Comment avez-vous choisi votre comédien principal ? Puis les autres ?
J’étais tellement attachée à mon personnage pendant l’écriture que je n’arrivais à projeter aucun acteur dans le rôle ! C’est ma directrice de casting, Youna de Peretti, qui a eu l’instinct de me faire rencontrer Théodore Pellerin. J’ai su qu’il incarnerait Nino dès la première seconde ! Au-delà d’être un acteur prodigieux, j’ai immédiatement aimé le contraste entre sa grande sensibilité et sa carrure majestueuse. Je voulais que la vulnérabilité de ce personnage ne soit qu’intérieure, que la maladie s’attaque à un corps vaillant... Le personnage est assez taiseux, tout ce qu’il va être amené à vivre pendant ces trois jours est de l’ordre de l’intime. Théodore est capable d’une très grande subtilité dans son approche du jeu, il nous donne à voir les minuscules variations intérieures du personnage.
Je l’ai entouré de jeunes acteurs et actrices singuliers, extrêmement attachants, et très sensibles ! Salomé Dewaels, William Lebghil, Camille Rutherford, ont tous refermé le scénario en étant très touchés par le personnage de Nino. Je crois qu’ils sont aussi venus sur le film pour rencontrer et accompagner ce personnage dans son chemin.

Ou et quand avez-vous tourné en Ile de France ?
Nous avons tourné en octobre-novembre 2024 dans le nord-est de Paris, dans le 19e arrondissement. Place des Fêtes, Jourdain, Jaurès, des quartiers où je vis depuis 20 ans, qui n’ont rien du Paris de carte postale ! Je voulais montrer une ville en changement et en chantier perpétuel, un peu à l’image de l’existence où il faut régulièrement faire table rase, combler et reconstruire. Je voulais montrer une très grande ville, plus grande que soi, à laquelle on doit s’adapter, peu importe ce qu’on est en train de vivre. Nino reçoit cette annonce de cancer, c’est un grand coup un coup d’arrêt, mais la ville, elle, ne cesse ni son rythme, ni son tumulte. Il est une vie parmi d’autres.

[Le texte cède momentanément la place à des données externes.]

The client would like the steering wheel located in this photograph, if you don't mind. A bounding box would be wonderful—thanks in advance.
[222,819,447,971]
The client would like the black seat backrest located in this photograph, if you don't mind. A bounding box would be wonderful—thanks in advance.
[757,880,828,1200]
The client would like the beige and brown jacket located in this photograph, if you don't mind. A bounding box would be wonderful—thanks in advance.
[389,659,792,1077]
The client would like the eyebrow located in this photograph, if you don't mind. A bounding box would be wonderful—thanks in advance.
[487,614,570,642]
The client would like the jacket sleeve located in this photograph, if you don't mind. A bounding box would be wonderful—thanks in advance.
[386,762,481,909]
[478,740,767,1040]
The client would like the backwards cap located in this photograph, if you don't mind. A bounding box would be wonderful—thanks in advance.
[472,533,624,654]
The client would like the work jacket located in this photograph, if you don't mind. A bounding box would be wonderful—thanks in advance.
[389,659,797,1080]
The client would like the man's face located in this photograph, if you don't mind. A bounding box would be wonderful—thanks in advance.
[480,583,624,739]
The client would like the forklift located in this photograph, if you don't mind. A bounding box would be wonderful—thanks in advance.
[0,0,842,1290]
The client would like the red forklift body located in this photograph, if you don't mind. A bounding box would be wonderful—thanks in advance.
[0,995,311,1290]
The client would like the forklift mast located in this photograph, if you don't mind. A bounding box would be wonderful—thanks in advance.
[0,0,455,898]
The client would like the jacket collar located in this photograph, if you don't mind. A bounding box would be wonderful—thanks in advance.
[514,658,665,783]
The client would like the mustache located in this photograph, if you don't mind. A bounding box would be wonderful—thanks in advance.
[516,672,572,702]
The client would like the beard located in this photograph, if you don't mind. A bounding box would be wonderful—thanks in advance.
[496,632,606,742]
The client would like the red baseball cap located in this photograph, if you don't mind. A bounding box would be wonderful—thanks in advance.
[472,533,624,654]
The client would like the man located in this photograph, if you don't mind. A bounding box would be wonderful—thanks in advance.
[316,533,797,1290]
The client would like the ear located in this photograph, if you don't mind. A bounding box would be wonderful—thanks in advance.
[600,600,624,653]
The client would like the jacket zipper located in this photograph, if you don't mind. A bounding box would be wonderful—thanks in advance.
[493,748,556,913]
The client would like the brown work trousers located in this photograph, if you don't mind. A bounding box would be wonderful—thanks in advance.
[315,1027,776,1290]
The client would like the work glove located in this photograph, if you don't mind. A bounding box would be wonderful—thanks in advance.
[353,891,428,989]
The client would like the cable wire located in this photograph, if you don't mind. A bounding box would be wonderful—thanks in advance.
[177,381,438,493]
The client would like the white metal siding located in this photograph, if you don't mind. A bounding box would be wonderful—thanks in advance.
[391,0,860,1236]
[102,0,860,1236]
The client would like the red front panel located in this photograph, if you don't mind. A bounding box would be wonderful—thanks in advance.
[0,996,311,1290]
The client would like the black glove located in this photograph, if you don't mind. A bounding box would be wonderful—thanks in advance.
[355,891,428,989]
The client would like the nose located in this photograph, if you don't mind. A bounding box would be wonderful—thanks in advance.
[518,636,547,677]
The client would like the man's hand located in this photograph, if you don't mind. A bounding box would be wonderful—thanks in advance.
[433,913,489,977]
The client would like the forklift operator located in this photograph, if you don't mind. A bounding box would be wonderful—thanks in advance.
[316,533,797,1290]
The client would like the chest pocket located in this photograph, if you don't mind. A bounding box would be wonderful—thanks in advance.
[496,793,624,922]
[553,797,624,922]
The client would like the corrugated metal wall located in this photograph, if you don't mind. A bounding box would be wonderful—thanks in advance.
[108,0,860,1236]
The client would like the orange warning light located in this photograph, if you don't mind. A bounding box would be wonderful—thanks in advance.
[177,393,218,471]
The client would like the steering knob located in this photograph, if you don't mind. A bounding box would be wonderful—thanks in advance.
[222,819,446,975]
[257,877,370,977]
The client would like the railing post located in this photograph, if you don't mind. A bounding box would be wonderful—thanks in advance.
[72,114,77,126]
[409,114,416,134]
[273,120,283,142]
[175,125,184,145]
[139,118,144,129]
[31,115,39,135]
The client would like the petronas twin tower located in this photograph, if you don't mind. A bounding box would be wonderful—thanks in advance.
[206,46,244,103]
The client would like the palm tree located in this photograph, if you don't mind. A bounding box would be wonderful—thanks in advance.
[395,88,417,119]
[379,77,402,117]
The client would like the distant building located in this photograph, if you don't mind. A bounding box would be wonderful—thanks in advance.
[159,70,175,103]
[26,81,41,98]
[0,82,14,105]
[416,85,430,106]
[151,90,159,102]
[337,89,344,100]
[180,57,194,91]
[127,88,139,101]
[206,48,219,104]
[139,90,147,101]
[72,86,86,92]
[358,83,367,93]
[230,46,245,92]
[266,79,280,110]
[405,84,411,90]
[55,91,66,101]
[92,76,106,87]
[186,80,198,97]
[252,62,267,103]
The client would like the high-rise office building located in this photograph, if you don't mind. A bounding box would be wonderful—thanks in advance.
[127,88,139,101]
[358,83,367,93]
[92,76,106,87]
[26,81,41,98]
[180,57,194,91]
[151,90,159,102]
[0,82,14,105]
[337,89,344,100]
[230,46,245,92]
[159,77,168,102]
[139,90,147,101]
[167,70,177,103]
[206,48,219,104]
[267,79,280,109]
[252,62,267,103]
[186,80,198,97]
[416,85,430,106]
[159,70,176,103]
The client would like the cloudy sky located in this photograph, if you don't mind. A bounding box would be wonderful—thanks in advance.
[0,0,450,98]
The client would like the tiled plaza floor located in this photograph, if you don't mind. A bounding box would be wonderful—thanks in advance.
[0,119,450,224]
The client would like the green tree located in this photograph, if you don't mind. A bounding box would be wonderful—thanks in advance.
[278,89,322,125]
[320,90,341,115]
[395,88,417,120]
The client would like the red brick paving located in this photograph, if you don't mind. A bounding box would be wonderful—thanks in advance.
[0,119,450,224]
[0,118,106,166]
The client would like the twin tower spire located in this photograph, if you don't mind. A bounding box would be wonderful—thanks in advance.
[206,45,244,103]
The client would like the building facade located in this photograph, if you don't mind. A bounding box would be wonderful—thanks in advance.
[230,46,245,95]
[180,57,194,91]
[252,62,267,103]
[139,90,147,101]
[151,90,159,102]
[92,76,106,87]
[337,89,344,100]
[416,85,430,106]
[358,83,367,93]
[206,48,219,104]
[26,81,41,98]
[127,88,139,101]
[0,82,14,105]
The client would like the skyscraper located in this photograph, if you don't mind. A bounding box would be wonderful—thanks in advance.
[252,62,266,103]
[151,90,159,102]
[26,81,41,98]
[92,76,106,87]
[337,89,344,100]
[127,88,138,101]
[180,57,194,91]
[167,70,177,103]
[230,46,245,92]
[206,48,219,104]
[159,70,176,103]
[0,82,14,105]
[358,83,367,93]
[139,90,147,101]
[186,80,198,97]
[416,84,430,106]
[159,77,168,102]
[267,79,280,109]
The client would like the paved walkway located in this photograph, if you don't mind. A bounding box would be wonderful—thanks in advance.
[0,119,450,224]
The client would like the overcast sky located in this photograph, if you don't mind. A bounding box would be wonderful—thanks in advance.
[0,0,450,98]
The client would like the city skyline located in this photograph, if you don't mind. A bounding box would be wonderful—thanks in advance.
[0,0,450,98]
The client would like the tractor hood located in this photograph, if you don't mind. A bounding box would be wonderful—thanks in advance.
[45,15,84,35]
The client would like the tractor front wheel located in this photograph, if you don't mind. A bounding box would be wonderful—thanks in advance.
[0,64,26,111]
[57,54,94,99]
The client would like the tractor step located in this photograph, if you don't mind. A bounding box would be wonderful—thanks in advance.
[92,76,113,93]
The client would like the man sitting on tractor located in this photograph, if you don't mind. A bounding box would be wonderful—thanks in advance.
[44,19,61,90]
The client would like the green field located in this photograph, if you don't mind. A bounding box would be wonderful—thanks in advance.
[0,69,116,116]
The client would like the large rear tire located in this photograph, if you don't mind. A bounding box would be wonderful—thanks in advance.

Avez-vous fait des choix particuliers en tant que réalisatrice ? Aviez-vous une méthode de travail spécifique liée à votre sujet ?
Ma méthode de travail repose sur l’amour, la bienveillance, et le respect !  Il était fondamental pour Sandra et moi que ce film sur la maladie d’un jeune homme, qu’on souhaitait doux et délicat, soit fabriqué dans l’atmosphère la plus sereine possible. Tous ceux et celles qui ont fabriqué le film, de la préparation à la post-production, ont travaillé dans la joie et la gentillesse. J’ai mesuré à chaque étape la chance qui m’était offerte de pouvoir réaliser un long-métrage, j’ai voulu en profiter en étant la plus reconnaissante possible. J’ai donc tenu à assurer chaque personne présente de ma confiance. Sur mon plateau ou en salle de post-prod, il n’y a pas d’objectif de performance, on ne cherche pas à atteindre à tout prix à une idée que j’ai en tête. J’essaie de créer un espace d’échange riche, dans lequel on cherche la connexion organique et l’émotion juste.

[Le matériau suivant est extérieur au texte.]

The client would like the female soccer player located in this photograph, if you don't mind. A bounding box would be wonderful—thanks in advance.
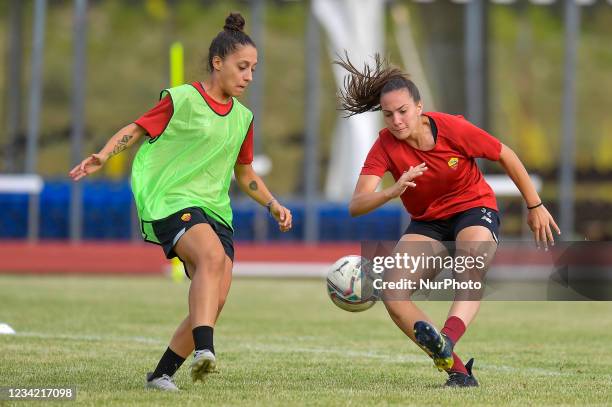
[335,55,561,387]
[70,13,292,391]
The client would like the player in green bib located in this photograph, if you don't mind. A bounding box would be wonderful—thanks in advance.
[70,13,292,391]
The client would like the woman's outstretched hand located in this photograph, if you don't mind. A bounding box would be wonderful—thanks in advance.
[270,201,293,232]
[527,205,561,250]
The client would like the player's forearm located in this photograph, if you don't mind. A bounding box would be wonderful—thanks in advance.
[99,123,145,159]
[499,144,540,206]
[349,190,391,217]
[235,166,274,206]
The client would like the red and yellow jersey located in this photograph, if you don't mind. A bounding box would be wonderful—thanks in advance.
[361,112,501,221]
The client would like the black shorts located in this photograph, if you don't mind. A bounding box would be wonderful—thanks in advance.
[404,206,500,243]
[145,207,234,262]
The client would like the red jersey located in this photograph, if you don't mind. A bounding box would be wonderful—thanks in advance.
[361,112,501,221]
[134,82,253,164]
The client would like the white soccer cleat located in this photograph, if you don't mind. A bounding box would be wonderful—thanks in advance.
[191,349,217,382]
[145,372,179,391]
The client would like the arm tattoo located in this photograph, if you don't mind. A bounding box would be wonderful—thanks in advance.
[110,134,134,157]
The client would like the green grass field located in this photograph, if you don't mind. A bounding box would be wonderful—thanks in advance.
[0,276,612,406]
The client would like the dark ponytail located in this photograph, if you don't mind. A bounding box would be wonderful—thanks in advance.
[208,13,255,72]
[334,53,421,117]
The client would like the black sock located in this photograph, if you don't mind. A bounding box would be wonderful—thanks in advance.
[196,325,215,353]
[151,347,185,379]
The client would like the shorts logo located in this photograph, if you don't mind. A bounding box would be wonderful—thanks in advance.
[480,208,493,223]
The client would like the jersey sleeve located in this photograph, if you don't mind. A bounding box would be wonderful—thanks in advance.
[236,121,253,165]
[360,138,391,178]
[134,95,174,138]
[456,117,502,161]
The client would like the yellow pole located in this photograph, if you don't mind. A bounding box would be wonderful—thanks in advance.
[170,41,185,283]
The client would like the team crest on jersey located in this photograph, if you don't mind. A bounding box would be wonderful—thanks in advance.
[448,157,459,170]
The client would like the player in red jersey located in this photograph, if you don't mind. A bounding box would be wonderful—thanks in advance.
[335,55,561,387]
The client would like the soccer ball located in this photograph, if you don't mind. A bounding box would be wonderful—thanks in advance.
[327,255,377,312]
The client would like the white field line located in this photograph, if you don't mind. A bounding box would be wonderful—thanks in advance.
[5,332,596,378]
[233,261,612,281]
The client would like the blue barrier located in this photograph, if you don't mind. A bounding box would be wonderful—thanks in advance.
[0,180,412,242]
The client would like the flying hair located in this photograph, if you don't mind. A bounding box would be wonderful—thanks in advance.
[333,51,421,117]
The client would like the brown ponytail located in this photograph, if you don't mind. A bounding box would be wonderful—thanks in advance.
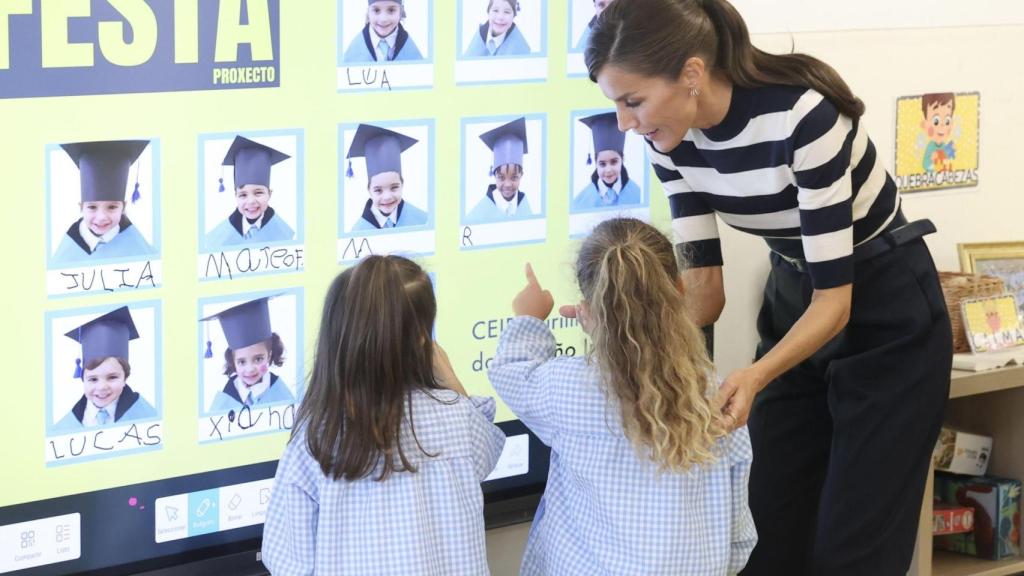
[585,0,864,119]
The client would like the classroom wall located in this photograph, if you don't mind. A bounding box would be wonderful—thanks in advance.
[715,22,1024,376]
[487,17,1024,576]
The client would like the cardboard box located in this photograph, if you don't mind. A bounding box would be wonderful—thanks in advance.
[935,472,1021,560]
[932,426,992,476]
[932,501,974,536]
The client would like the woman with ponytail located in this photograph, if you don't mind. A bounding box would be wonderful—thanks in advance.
[488,218,757,576]
[585,0,952,576]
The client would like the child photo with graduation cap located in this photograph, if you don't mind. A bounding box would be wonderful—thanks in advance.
[202,296,295,413]
[50,140,156,266]
[339,0,424,64]
[466,118,534,223]
[206,136,295,250]
[465,0,532,56]
[52,306,158,433]
[571,112,643,212]
[346,124,428,232]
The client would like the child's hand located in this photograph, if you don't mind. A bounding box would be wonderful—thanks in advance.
[512,262,555,320]
[433,340,469,396]
[558,304,590,334]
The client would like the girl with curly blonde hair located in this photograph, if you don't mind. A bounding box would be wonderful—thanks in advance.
[488,218,757,575]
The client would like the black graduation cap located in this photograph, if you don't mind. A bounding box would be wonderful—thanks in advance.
[480,118,529,170]
[222,136,291,188]
[60,140,150,202]
[202,294,276,349]
[65,306,138,377]
[580,112,626,161]
[346,124,420,177]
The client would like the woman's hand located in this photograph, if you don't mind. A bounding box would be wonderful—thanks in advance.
[512,262,555,320]
[715,367,767,430]
[433,340,469,396]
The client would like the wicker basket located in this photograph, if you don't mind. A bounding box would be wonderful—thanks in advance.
[939,272,1007,352]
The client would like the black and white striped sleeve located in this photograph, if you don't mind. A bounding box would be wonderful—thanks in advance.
[791,90,858,289]
[648,147,722,268]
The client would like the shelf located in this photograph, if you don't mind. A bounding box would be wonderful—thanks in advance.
[932,550,1024,576]
[949,366,1024,398]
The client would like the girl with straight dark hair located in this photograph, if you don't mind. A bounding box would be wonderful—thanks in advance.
[585,0,951,576]
[263,256,505,576]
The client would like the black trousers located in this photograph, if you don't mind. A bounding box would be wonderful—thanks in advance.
[742,239,952,576]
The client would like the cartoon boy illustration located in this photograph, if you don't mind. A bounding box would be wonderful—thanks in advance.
[921,92,956,172]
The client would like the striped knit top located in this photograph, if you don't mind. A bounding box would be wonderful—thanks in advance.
[650,81,900,289]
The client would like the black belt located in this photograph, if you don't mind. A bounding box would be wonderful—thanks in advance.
[775,211,935,273]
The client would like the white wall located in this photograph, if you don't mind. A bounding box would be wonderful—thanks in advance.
[715,23,1024,376]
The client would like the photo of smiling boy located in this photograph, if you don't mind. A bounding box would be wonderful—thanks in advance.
[52,306,158,434]
[50,140,156,266]
[346,124,428,232]
[201,296,295,413]
[207,136,295,248]
[465,0,531,56]
[342,0,423,64]
[571,112,642,212]
[466,118,534,223]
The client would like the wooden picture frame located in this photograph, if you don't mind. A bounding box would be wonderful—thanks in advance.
[956,241,1024,322]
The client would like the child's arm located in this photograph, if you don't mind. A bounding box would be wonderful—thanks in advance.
[487,264,556,446]
[261,435,319,576]
[469,396,505,482]
[727,426,758,574]
[433,341,468,393]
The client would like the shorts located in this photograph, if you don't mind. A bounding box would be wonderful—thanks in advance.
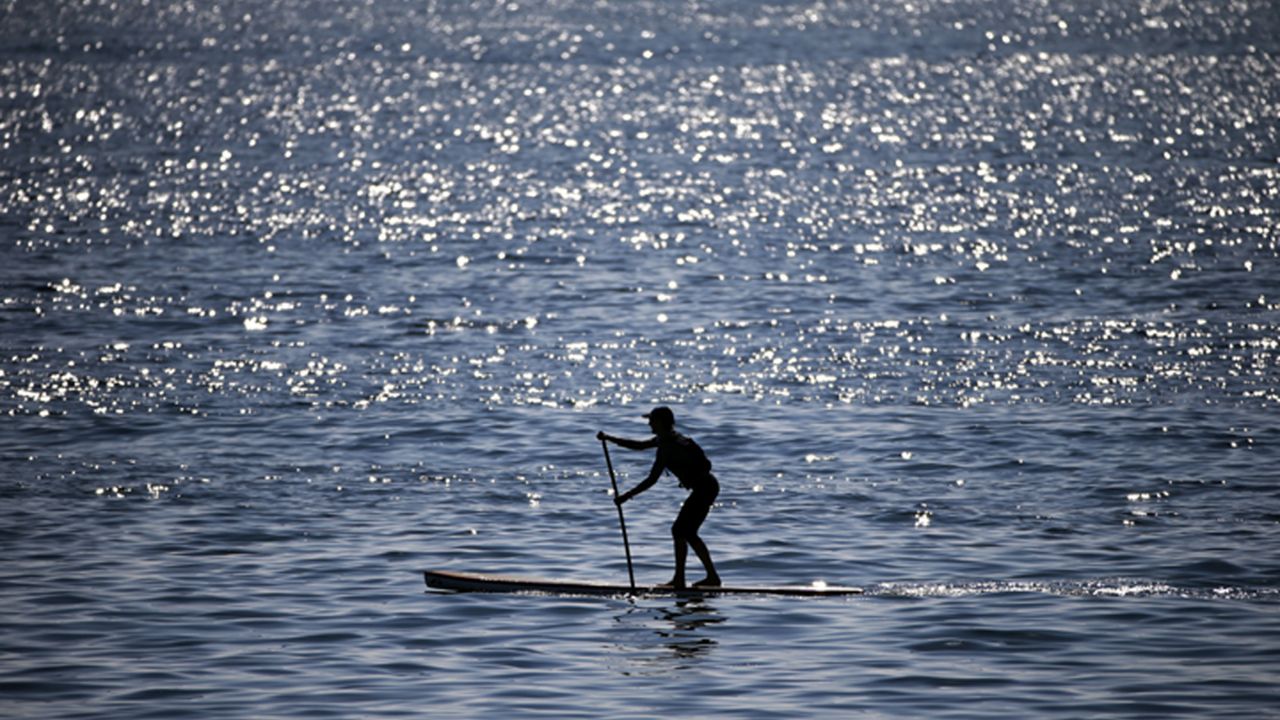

Avez-vous rencontré des difficultés particulières pendant le tournage ?
Le tournage s’est merveilleusement bien passé ! Et je le dois certainement à une équipe de production investie et enthousiaste qui m’a peut-être protégée de certaines difficultés rencontrées. 

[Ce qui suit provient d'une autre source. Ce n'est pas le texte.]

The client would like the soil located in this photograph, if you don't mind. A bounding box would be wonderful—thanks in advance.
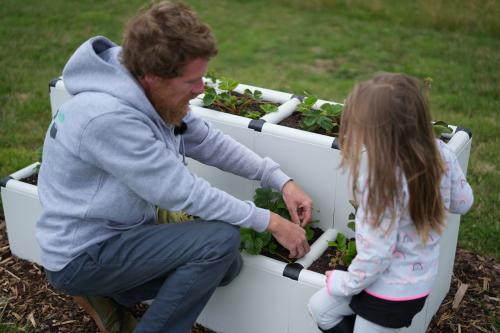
[0,220,500,333]
[308,247,347,274]
[209,91,279,117]
[261,227,323,263]
[278,111,338,136]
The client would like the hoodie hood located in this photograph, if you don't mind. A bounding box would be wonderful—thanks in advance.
[63,36,161,120]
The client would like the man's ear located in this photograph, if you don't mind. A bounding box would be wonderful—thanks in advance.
[139,74,159,90]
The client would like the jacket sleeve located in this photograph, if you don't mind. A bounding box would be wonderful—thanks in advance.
[78,110,270,232]
[181,112,291,191]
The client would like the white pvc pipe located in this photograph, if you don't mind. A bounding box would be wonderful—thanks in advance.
[234,83,293,104]
[447,129,470,154]
[5,179,38,199]
[261,98,300,124]
[296,229,338,268]
[10,162,40,180]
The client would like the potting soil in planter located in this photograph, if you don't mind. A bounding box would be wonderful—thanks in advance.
[261,227,323,263]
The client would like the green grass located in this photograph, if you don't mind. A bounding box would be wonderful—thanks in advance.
[0,0,500,258]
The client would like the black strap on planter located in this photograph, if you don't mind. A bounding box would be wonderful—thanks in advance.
[49,77,61,92]
[283,262,304,281]
[248,119,266,132]
[0,176,14,187]
[290,95,306,102]
[332,138,340,150]
[456,126,472,139]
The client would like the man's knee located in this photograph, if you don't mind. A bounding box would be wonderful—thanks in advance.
[214,222,240,254]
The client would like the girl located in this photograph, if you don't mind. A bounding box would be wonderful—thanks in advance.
[308,73,473,333]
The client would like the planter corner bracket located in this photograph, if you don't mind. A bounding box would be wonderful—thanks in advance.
[283,262,304,281]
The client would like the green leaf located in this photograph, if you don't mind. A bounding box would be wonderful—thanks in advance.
[347,222,356,231]
[317,116,333,131]
[242,110,260,119]
[336,232,347,251]
[203,94,216,106]
[260,104,278,114]
[432,121,453,138]
[205,70,217,83]
[253,90,262,101]
[219,78,240,91]
[302,96,318,108]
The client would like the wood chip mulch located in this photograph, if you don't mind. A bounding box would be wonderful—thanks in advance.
[0,221,500,333]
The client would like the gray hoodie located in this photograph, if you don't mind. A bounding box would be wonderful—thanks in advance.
[37,37,290,271]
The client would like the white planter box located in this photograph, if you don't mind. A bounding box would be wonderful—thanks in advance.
[0,163,42,263]
[24,80,472,333]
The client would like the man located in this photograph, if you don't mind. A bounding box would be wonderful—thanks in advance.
[37,2,312,332]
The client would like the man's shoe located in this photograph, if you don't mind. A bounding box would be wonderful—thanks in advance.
[73,296,137,333]
[318,315,356,333]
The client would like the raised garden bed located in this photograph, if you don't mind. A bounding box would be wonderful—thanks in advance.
[6,80,472,333]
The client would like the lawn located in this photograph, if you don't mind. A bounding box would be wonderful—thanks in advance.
[0,0,500,258]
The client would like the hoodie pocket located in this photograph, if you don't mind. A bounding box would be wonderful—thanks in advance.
[85,176,150,223]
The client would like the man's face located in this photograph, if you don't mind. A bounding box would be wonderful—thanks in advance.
[141,58,208,125]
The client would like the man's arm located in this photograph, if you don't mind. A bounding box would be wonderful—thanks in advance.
[184,112,291,192]
[267,213,309,258]
[283,180,312,227]
[184,113,312,226]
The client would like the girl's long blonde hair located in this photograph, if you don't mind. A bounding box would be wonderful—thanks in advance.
[339,73,445,243]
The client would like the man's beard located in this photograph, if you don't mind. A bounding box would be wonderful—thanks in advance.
[156,100,189,126]
[154,94,191,126]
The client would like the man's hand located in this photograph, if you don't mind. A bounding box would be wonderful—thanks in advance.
[283,180,312,227]
[267,212,309,258]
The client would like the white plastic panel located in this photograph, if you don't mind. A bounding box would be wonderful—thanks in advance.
[197,256,295,333]
[254,123,339,230]
[1,180,42,264]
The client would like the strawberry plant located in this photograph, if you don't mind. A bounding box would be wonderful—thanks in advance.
[328,201,357,268]
[297,96,343,134]
[432,121,453,138]
[203,72,278,119]
[240,188,314,262]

Quand le film a-t-il été terminé ?
Le film s’est terminé le 2 mai 2025, soit quinze petits jours avant la projection cannoise.

Qu'attendez-vous de cette sélection pour la Compétition de la Semaine de la Critique ?
La Semaine de la Critique était mon endroit rêvé pour présenter le film. Je suis une grande spectatrice de cinéma français contemporain, et la Semaine est chaque année une mine d’or pour découvrir de nouveaux cinéastes du monde entier. A titre personnel, c’est aussi un endroit qui a contribué à faire émerger beaucoup de réalisatrices qui m’ont inspirée : Valérie Donzelli, Justine Triet, Julia Ducournau, Rebecca Zlotowski, Hafsia Herzi... Les voir réussir à porter leurs œuvres puissantes jusqu’au Festival Cannes, cela m’a donnée de la confiance en tant que jeune réalisatrice. La Semaine de la Critique, c’est un coup de projecteur pour un premier film d’autrice comme le nôtre. Être accompagné par une équipe aussi bienveillante et aimante que celle de la Semaine, c’est un vrai cadeau.